The deeper trouble with reading these numbers is the camouflage layered on top. Older patients with prostate, lung, uterine, and colon cancer were disproportionately likely to die during the pandemic. Their absence pulls the headline incidence figures downward, masking the true direction of change. In a population that has lost a meaningful share of its higher-risk older patients, a flat curve in central nervous system tumours or breast cancer is actually a quiet rise. The neutral line is the warning sign.

Read that way, the Norwegian and UK numbers stop looking ambiguous. The cancers expected to fall did fall. The cancers expected to fall but didn’t have done something stranger: they held steady or climbed. And the other cancers expected to do nothing in particular rose by double digits.

The Obvious Counter-Explanations

A careful reader will reach for the standard alternatives before entertaining a new mechanism, and rightly so. The first is a screening rebound: cancers go undiagnosed during lockdown, then surface in a catch-up wave once clinics reopen. The second is demographic composition: an ageing or growing at-risk population can lift incidence without any change in underlying biology. The third is coding practice: registries periodically reclassify what counts as which cancer, and a quiet definitional shift can masquerade as a real signal.

None of these tidily accounts for what the numbers show. A screening rebound would be expected to peak and then subside, not persist into 2025 across multiple unrelated cancers; nor would it touch melanoma and non-melanoma skin cancer, where presentation does not depend on a screening programme in the same way as cervical or colon cancer. Demographic shifts are too slow to drive double-digit moves in three or four years. And coding changes that simultaneously elevated thyroid, breast, skin, kidney and liver cancer in two countries, on two different reporting systems, would be a remarkable coincidence. The conventional explanations cover some of the curve. They do not cover the shape of it.

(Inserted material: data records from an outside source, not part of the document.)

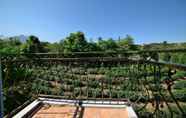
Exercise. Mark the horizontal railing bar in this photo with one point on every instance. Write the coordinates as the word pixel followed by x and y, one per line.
pixel 101 59
pixel 107 52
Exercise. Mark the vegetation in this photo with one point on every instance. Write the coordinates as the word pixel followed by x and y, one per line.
pixel 21 83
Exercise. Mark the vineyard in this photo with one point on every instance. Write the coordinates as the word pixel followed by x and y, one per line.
pixel 154 89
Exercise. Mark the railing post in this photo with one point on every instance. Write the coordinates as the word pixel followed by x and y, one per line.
pixel 1 91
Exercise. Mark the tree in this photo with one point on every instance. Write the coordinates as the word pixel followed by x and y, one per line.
pixel 107 45
pixel 76 42
pixel 127 43
pixel 32 45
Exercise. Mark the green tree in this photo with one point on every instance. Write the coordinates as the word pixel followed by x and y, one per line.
pixel 106 45
pixel 76 42
pixel 127 43
pixel 32 45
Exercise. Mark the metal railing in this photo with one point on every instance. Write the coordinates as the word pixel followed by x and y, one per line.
pixel 133 76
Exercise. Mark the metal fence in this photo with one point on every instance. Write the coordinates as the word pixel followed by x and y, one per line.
pixel 147 83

The Question Patients Are Already Asking

There is an honest emotional core to this analysis that is worth keeping in view. Almost every reader knows the question Dr. McMillan puts into words. “Am I imagining it that my co-workers, friends, family, so many more people seem to be having cancer? Is it just coincidental?” he asks. People do not arrive at that question casually. They arrive at it after a colleague’s stage-four diagnosis in their mid forties, after a friend’s brain tumour discovered six weeks before death, after a parent’s melanoma already in the liver by the time the dermatologist takes a proper look.

What this analysis asks the medical community to do is unglamorous and unavoidable. Take the registry data seriously. Account for the mortality debt explicitly. Stratify cancer trends by CD147 expression status. Look at age, look at stage at diagnosis, look at metastatic burden at presentation. Stop measuring only what was easy to measure before 2020.

A test for an unfamiliar pattern only works if the prior probability has been built up honestly. Right now, the prior built into most public health reporting is that there is nothing unusual to find. So the data are not interrogated at the resolution that would reveal whether something unusual is there. That is a methodological choice, not a biological fact. Choosing to look harder is not a conspiracy. It is what epidemiology is supposed to do.

The CD147 hypothesis may or may not survive contact with the next decade of research. What deserves to survive is the discipline of asking questions. The cancers behaving like melanoma are not going to wait for the literature to catch up. Neither, frankly, are the patients.